I am a lifelong Pynchon fan
Unknown User
RAYGONNE at pacbell.net
Sat May 10 22:01:43 CDT 1997
Toby Levy wrote:
>
> Ray,
>
> At 08:17 PM 5/9/97 -0700, you wrote:
>
> >toby, youare a wonderful person. thank you so much for the post. i came
> >here to find, in part, people like you who respect good writing and who
> >wish to stay on top of current discussion. i first read crying, fell
> >absolutely in love (despite the reader-hostile play exegesis), and
> >recently i read v, which really sunk the hook. this guy is definitely
> >one of the greats, and i feel forunate to be a sentient adult at the
> >time of his new publication. i have often fantasized about what it must
> >have been like to read a long-awaited new pynchon novel, and here i am!
> >i must admit that i read roughly half of vineland and put it down in
> >disgust (diversion, diversion! not mine, his!); also, i have not read
> >more than 100 pages of GR, 'the big one,' though my experience with m&d
> >(400 pages) has motivated me to take it on. i look forward to your
> >contribution to this intriguing discussion.
>
> Thanks! The trick to Pynchon is in the re-reading. I thought Vineland was
> just barely ok the first time I read it and then liked it alot more when I
> read it a second time a few years ago. I read Gravity's Rainbow rather
> quickly the first time through, not worrying about what I didnt understand,
> and then read it very slowly a second time and was awe-struck. And for
> years I re-read V every year, always finding something new and wonderful in
> it with each re-reading. This go-round though, I am breaking my own rule
> and reading M&D very slowly the first time through, looking everything up I
> can. Even so, I am looking forwad more to the re-reading than the reading.
>
> Toby
i've found so far that m&d is readable in a way that gr and v (to an
extent) are not. v took me a while to get used to, and i had to accept
that i would not catch everything the first time through. gr, on the
other hand, which i have not read through completely, seems to defy
thorough reading; it is a book to spend a lifetime considering. m&d is
more straightforward than anything outside of crying...49, which is in
itself a tough nut to crack, in terms of writerly intent (is it a joke?
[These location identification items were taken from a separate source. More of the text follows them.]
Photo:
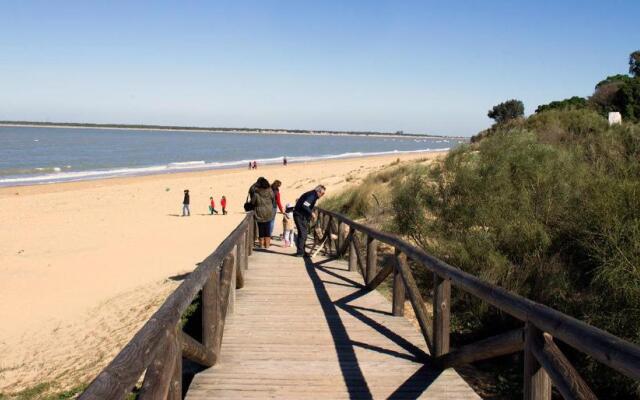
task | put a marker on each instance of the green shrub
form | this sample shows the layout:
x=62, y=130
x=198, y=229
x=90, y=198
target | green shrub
x=548, y=210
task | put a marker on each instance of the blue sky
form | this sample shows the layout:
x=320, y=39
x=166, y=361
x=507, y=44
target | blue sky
x=418, y=66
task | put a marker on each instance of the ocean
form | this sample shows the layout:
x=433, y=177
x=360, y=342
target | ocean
x=37, y=155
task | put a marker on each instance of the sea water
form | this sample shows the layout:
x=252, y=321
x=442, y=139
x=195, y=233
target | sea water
x=33, y=155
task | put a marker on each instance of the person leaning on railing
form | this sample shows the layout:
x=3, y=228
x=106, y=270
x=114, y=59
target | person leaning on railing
x=302, y=214
x=262, y=201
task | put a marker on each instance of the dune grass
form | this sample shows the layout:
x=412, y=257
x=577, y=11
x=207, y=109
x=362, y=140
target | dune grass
x=546, y=207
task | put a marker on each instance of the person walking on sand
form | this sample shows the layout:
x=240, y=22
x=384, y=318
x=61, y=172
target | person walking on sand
x=302, y=214
x=262, y=201
x=212, y=206
x=185, y=204
x=287, y=225
x=277, y=204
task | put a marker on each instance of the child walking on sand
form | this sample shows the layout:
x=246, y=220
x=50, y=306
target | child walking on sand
x=185, y=204
x=212, y=206
x=287, y=225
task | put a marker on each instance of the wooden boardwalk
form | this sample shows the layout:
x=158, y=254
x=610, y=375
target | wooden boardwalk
x=310, y=330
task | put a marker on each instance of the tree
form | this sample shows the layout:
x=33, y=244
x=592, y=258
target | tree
x=634, y=63
x=506, y=111
x=573, y=103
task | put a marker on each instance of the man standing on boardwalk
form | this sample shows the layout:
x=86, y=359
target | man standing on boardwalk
x=302, y=215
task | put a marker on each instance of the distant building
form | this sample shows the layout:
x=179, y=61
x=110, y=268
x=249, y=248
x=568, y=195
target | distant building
x=615, y=118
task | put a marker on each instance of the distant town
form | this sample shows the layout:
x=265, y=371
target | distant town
x=217, y=129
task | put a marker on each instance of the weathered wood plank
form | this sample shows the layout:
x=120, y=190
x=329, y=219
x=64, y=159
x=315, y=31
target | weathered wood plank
x=372, y=259
x=416, y=298
x=537, y=385
x=175, y=386
x=157, y=379
x=336, y=340
x=441, y=315
x=119, y=377
x=564, y=376
x=615, y=352
x=398, y=293
x=499, y=345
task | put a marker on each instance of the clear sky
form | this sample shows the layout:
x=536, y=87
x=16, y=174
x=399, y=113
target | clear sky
x=418, y=66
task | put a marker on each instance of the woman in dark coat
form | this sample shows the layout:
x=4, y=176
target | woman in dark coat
x=262, y=200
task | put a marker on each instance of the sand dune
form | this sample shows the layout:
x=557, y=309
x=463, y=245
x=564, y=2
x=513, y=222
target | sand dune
x=83, y=265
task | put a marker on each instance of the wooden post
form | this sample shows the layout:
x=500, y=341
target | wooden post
x=415, y=297
x=211, y=313
x=232, y=287
x=175, y=389
x=329, y=240
x=247, y=250
x=441, y=315
x=157, y=379
x=240, y=259
x=372, y=259
x=398, y=292
x=353, y=258
x=340, y=239
x=247, y=238
x=537, y=385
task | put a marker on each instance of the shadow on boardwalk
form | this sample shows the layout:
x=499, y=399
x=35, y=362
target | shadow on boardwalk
x=353, y=376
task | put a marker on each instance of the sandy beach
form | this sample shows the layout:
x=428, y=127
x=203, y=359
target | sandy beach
x=84, y=264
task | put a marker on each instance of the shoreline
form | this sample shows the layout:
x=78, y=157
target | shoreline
x=6, y=191
x=256, y=131
x=84, y=264
x=117, y=172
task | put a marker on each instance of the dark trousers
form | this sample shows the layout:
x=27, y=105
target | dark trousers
x=302, y=224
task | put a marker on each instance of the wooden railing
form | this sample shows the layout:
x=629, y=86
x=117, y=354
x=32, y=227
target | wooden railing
x=159, y=346
x=544, y=363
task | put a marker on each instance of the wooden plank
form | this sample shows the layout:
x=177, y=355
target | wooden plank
x=372, y=259
x=231, y=306
x=334, y=341
x=398, y=294
x=382, y=275
x=211, y=316
x=240, y=267
x=157, y=379
x=175, y=387
x=414, y=295
x=615, y=352
x=196, y=351
x=499, y=345
x=360, y=263
x=537, y=385
x=353, y=257
x=563, y=375
x=441, y=315
x=116, y=380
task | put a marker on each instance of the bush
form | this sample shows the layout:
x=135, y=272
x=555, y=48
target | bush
x=548, y=210
x=506, y=111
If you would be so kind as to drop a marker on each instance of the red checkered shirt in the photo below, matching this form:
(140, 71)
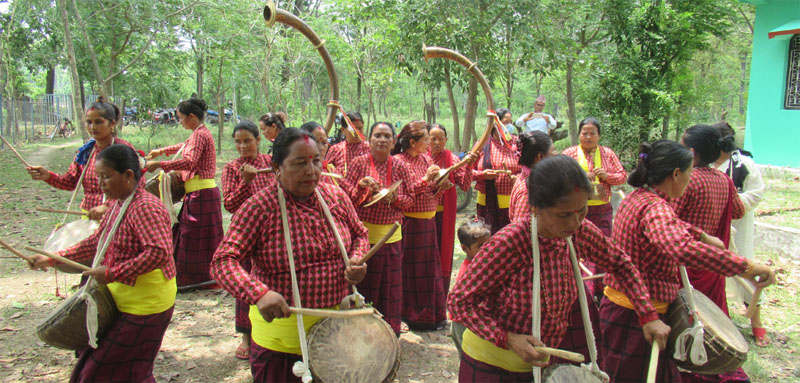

a throw-out). m&d, as i have expressed, does throw one for a few loops,
but for the most part seems reader friendly (which is not to say that a
difficult text, or one that one finds difficult, is de facto unfriendly
to the reader), if taken on its own terms ie one must get into the flow
and language of the thing. a challenge, for sure, as with all of
pynchon's work, though we are, i am sure, better for the exercise.